I decided it was time to start actually learning about bicycles. I began at Austin’s largest bike shop, where I had staff take me through the showroom, explaining types, features, options. I figured out that what I wanted was probably a road bike, a light-framed bicycle made for riding on smooth pavement. The employee I spoke with there told me that, for the features I wanted, I was probably looking at a bike in the $1200-$1700 range. At that price point, I wouldn’t be changing rides any time soon. My Trek worked well enough that it wasn’t worth a thousand bucks to do better. But just for a second opinion, though, and because I happened to be riding by it, I decided to stop in at one of Austin’s newest cycle shops, Bikehaus. I met the owner, Eric Hess, who let me know that (a) he thought the folks at the previous store had overstated how much I would need to pay, and (b) he was offering some impressive deals.

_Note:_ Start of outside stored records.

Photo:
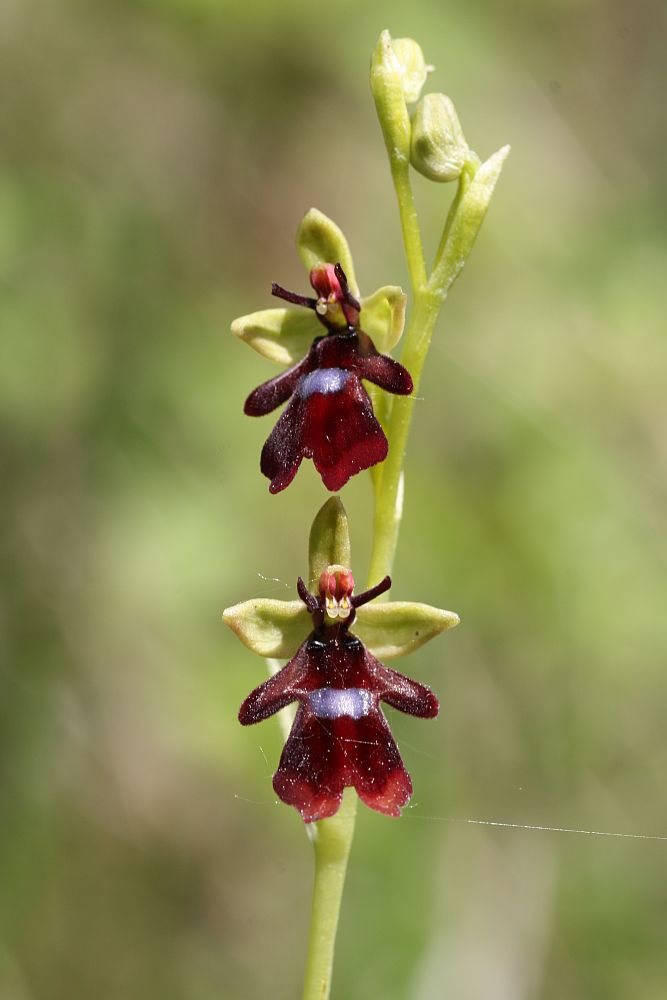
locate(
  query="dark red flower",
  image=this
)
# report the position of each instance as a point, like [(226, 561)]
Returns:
[(340, 736), (330, 416)]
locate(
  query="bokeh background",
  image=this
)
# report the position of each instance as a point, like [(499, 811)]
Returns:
[(156, 159)]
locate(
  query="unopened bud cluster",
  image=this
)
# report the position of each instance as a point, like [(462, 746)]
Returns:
[(433, 140)]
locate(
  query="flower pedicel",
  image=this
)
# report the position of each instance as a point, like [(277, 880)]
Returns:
[(329, 417)]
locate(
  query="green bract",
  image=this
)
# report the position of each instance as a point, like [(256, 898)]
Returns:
[(284, 335), (474, 198), (277, 628), (320, 241)]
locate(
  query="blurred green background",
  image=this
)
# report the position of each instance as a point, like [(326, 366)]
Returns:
[(156, 159)]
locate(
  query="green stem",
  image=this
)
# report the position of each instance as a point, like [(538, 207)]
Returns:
[(400, 174), (332, 838), (389, 493), (332, 842)]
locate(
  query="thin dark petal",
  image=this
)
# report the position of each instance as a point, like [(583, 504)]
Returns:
[(341, 434), (381, 369), (369, 595), (274, 392), (284, 448), (277, 691), (293, 297)]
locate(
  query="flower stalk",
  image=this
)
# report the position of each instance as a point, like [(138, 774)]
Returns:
[(429, 291), (331, 342)]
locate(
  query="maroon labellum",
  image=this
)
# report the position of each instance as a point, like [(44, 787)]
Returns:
[(340, 736), (329, 417)]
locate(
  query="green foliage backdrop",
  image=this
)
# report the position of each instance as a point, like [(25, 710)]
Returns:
[(156, 159)]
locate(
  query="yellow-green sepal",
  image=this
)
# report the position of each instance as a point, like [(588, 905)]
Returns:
[(477, 187), (413, 67), (281, 335), (383, 316), (329, 541), (320, 241), (399, 627), (270, 628)]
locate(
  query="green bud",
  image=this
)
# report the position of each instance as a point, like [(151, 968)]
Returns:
[(467, 221), (438, 149), (383, 316), (398, 627), (320, 241), (387, 85), (281, 335), (270, 628), (413, 67), (329, 542)]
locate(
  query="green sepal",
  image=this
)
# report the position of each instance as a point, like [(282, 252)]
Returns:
[(383, 316), (329, 542), (399, 627), (467, 221), (387, 88), (320, 241), (281, 335), (269, 627)]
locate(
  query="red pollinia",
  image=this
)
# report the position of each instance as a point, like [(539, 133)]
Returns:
[(329, 417), (340, 736)]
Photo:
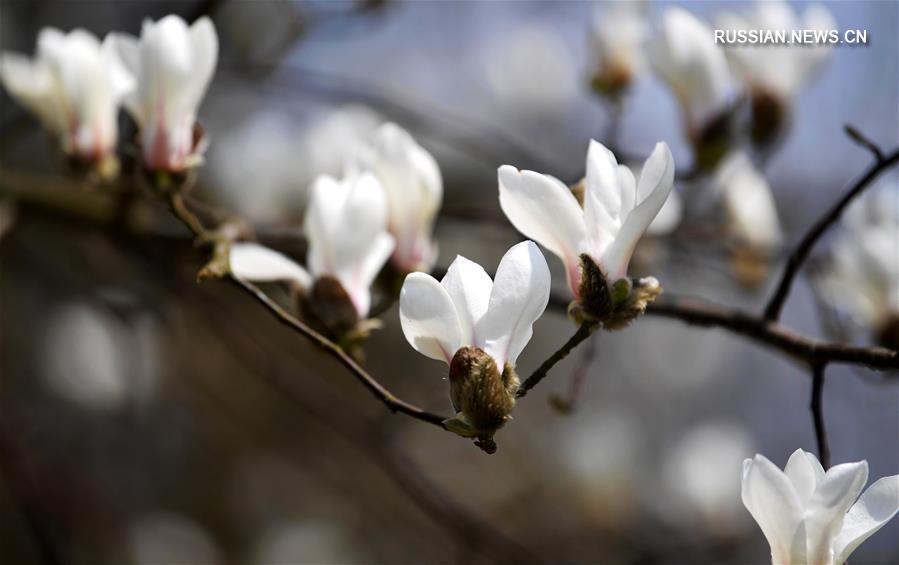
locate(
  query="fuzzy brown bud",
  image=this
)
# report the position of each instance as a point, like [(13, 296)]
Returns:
[(713, 140), (482, 396)]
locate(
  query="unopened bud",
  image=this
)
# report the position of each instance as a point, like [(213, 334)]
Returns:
[(769, 116), (613, 305), (482, 396)]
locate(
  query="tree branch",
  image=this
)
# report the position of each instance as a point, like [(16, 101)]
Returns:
[(394, 404), (803, 348), (804, 248), (582, 333), (818, 413)]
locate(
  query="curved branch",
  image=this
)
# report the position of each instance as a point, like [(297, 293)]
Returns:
[(582, 333), (393, 403), (804, 248)]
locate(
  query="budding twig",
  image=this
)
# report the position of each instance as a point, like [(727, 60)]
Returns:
[(394, 404), (818, 414), (582, 333), (804, 248)]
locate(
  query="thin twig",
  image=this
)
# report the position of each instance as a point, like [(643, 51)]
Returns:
[(804, 248), (818, 413), (705, 314), (860, 138), (582, 333), (567, 404), (394, 404)]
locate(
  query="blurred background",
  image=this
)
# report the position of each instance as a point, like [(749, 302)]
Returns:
[(148, 419)]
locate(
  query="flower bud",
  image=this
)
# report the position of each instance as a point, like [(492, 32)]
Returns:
[(328, 306), (613, 305), (483, 398), (769, 117)]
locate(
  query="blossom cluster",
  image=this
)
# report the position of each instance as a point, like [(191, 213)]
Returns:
[(370, 232)]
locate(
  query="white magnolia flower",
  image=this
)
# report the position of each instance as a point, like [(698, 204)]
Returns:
[(73, 85), (617, 37), (346, 228), (748, 203), (466, 308), (173, 64), (685, 56), (810, 516), (411, 178), (617, 209), (863, 274), (777, 70)]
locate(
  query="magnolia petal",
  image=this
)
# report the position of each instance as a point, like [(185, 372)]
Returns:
[(31, 83), (771, 499), (653, 188), (828, 505), (411, 178), (602, 199), (469, 286), (358, 284), (519, 297), (121, 80), (874, 509), (546, 211), (253, 262), (803, 475), (428, 317), (204, 45)]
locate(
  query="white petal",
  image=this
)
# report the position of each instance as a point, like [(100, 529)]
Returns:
[(685, 55), (121, 80), (828, 505), (804, 474), (253, 262), (519, 297), (204, 43), (127, 48), (602, 199), (346, 225), (628, 184), (749, 203), (31, 83), (469, 286), (874, 509), (771, 499), (428, 317), (546, 211), (653, 188)]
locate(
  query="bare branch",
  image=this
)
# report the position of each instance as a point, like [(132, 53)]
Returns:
[(582, 333), (803, 348), (804, 248), (860, 138), (818, 413)]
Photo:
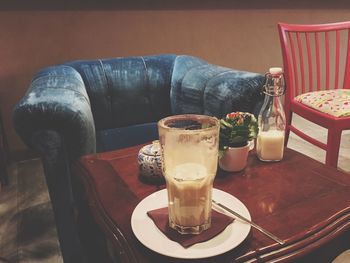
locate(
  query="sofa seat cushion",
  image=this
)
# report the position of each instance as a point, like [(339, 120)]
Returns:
[(117, 138), (333, 102)]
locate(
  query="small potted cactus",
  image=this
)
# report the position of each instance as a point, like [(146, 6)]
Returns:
[(237, 132)]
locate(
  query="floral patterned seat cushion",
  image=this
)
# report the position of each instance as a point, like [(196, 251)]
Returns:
[(333, 102)]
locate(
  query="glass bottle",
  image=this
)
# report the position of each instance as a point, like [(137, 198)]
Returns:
[(271, 119)]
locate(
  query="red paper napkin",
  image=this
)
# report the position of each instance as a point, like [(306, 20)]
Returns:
[(218, 223)]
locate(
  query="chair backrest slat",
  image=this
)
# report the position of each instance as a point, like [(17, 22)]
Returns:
[(295, 70), (309, 60), (315, 57), (301, 63), (318, 62), (327, 59), (346, 84), (337, 62)]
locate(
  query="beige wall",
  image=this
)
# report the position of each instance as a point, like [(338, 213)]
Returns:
[(242, 37)]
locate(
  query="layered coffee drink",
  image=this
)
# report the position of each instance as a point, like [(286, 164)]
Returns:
[(189, 145), (189, 194)]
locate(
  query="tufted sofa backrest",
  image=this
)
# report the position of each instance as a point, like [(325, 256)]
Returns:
[(127, 91)]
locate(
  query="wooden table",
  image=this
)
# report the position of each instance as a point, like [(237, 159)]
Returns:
[(300, 200)]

Bikehaus isn’t only recently opened, but in a newly-built building. Apparently there were building delays, and while Eric had expected to be doing business in 2014, the doors were barely open before 2015 came around. That left him with a surplus of 2014 models he needed to move before the 2016s came out. He let me test ride a couple of bikes he thought might suit my needs, and told me he’d sell me my favorite one, a 2014 Jamis Ventura Comp, for $550. That’s 42% below the MSRP, and much better than the used prices I was able to find online. (Also a good deal based on the information here.) Even if it wasn’t for me, I figured I could turn around and sell it for little or no loss. With his discount, Eric turned me from a guy planning to get a new bicycle someday into one struggling not to impulse buy. I sat on the decision for two days, then got the bike. Eric spent an hour with me explaining things and adjusting it to my body.

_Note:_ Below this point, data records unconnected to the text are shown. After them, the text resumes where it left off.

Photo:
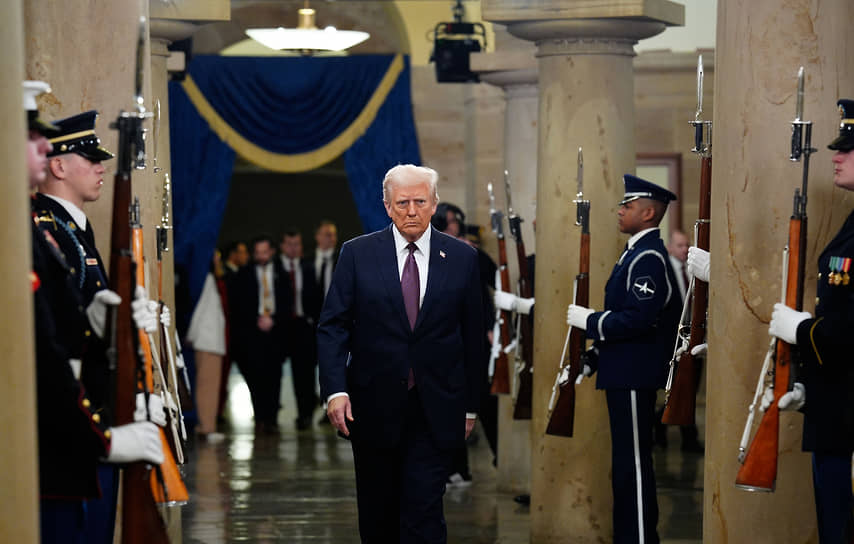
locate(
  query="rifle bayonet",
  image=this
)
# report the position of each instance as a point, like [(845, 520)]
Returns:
[(582, 209), (702, 129), (495, 215)]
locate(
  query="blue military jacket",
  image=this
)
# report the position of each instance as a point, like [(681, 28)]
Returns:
[(635, 333), (826, 348)]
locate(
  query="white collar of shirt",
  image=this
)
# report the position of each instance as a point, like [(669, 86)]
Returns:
[(422, 256), (638, 235), (75, 212)]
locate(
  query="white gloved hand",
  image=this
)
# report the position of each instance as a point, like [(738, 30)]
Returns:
[(767, 399), (784, 323), (586, 372), (576, 316), (97, 309), (697, 264), (794, 399), (166, 316), (143, 316), (135, 442), (511, 303), (154, 413)]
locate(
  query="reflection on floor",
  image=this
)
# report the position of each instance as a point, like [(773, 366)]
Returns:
[(299, 487)]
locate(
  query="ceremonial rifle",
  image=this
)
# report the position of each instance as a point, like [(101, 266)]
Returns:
[(680, 397), (524, 365), (758, 471), (170, 489), (562, 415), (499, 367), (141, 520)]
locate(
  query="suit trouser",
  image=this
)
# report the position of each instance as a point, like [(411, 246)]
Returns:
[(262, 369), (303, 354), (631, 414), (833, 498), (399, 488)]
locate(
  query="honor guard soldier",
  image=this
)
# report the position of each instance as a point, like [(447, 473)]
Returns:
[(72, 437), (633, 339), (825, 345)]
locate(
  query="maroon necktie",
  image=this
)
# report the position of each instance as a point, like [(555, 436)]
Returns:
[(410, 285)]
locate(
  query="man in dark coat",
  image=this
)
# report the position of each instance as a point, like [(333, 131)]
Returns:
[(401, 351), (825, 390)]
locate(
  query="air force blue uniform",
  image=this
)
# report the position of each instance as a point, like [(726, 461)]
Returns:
[(634, 336)]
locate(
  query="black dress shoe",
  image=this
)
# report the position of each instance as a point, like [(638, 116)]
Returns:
[(693, 446)]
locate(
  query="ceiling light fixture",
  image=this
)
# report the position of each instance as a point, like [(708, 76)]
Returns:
[(307, 37)]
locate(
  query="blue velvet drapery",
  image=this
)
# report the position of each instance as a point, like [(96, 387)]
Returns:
[(281, 108)]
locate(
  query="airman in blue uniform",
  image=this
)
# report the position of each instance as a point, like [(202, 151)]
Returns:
[(633, 339)]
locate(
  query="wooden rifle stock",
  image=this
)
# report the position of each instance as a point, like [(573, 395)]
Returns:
[(141, 520), (171, 489), (501, 375), (562, 417), (681, 402), (758, 472), (525, 370)]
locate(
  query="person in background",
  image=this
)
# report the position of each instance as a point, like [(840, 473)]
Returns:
[(207, 335)]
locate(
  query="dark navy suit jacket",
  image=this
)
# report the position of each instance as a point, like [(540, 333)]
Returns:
[(635, 334), (366, 346)]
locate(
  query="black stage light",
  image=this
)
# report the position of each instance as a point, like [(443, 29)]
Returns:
[(452, 45)]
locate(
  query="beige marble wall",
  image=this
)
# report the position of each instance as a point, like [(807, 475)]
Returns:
[(19, 479), (752, 186)]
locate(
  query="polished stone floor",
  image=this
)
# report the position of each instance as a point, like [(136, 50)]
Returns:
[(298, 487)]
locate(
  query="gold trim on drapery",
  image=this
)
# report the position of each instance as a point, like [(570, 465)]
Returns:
[(300, 162)]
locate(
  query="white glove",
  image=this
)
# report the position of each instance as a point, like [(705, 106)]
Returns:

That was four days ago. I love this bicycle. I’ve been riding it every day, and getting home afterward excited to ride again. The very first night I was cresting hills I would have had to walk before. It has eighteen speeds, an aluminum frame, and a carbon fork. It weighs seven very noticeable pounds less than my Trek (more when you consider I rode the Trek with a rack and basket). The shifters are silky-smooth, and it has quick-release breaks that makes removing the wheels much easier for those times I need to put it in the trunk of my car. Between the experience and the price, I’m head-over-heels for this thing. (Thankfully, only figuratively so far.) If the enjoyment lasts, my life might just reach a new Peak Bike.